KOCAMI GÖMME TÖRENİ
“Başlığına takılmayın,
kadın hikâyelerini anlatırken düşündüren bir oyun!”
8 Mart 2024, Cuma akşamı, Dortmund’da, Göçmen Kadınlar Derneği üyelerinden kadınların rol aldığı bir tiyatroya gittim. Dietrich-Keunig-Haus’un büyük salonu erkenden dolmaya başladı. Gelenlerin çoğu kadındı. Salon doluyor, görevliler sandalye taşıyorlardı. Yer kalmadı. Yazarlara kitaplarını sergilemeleri için salonun arka tarafında yer ayırılmıştı. Bana ayrılan masaya kitaplarımı yerleştirdim.
Daha oyun başlamadan salonu bir heyecan dalgası sardı. Göçmen Kadınlar Derneği Yönetim Kurulu Üyesi Bahar Atçı, Türkçe anlamlı, vurgulu, bilgilendirici bir 8 Mart Dünya Emekçi Kadınlar Günü konuşması yaptı. Aynı konuşmayı akıcı bir Almanca ile Dernek Başkanı Ayşe Kalmaz tekrarladı. Gecede bütün konuşmalar Almanca ve Türkçe idi.
Tam zamanında oyun başladı. Bir anda salonda gözler sahneye kilitlendi. Diller sustu, seyircilerin kalpleri tek bir kalp oldu. Oyuncuların kalpleri ile birlikte atmaya başladı.

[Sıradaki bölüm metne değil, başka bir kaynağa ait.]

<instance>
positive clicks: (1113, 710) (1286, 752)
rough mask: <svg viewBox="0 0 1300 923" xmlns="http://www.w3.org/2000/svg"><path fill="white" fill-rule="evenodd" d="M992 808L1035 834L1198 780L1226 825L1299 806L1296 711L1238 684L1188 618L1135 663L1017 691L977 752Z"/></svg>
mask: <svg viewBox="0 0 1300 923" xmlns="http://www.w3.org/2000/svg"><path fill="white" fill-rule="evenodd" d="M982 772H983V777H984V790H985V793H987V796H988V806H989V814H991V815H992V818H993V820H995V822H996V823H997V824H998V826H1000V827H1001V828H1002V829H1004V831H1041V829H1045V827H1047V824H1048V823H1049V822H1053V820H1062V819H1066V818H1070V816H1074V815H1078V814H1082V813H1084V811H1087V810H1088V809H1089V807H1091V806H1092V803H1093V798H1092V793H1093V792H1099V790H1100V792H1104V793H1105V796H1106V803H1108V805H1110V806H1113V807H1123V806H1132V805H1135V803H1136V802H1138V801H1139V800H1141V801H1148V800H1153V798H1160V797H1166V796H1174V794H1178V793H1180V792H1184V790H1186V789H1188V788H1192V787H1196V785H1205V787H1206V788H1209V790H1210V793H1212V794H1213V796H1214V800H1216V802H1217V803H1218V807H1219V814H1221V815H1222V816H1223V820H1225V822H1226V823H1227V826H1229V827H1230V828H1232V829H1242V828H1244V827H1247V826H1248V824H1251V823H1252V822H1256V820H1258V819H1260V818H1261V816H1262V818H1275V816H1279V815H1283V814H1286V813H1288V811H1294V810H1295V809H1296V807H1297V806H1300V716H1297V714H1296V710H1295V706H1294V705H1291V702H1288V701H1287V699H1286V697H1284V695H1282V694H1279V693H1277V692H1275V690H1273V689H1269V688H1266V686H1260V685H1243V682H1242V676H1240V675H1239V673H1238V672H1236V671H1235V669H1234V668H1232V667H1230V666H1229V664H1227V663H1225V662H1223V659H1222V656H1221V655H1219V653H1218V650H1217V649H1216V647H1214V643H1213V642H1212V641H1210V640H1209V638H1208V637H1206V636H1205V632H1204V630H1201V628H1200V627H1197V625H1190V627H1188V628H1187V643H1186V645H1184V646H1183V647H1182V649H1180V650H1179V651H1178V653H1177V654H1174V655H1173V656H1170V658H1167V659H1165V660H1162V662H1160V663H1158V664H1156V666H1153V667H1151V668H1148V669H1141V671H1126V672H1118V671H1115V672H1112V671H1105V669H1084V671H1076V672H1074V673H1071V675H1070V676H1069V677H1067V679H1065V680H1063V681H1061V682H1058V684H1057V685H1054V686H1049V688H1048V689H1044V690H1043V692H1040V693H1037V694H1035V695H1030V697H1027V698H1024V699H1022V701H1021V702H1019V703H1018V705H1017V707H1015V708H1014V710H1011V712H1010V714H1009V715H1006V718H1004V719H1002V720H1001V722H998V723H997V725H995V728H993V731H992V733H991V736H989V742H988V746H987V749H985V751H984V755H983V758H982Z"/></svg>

Oyunda rol alanların hepsi amatör oyuncu idi. Fakat öyle bir heyecanla rol yapıyorlardı ki, profesyonel tiyatro sanatçılarından eksikleri yoktu, fazlalıkları vardı. Oyuncular rol yapmıyor, kendilerini yaşıyor ve yaşatıyorlardı. Seyirciler de oyuncularla birlikte yaşıyor, herkes sahnede gördükleriyle kendi yaşadıklarını ve gördüklerini hatırlıyor, içlerinde canlandırıyorlardı.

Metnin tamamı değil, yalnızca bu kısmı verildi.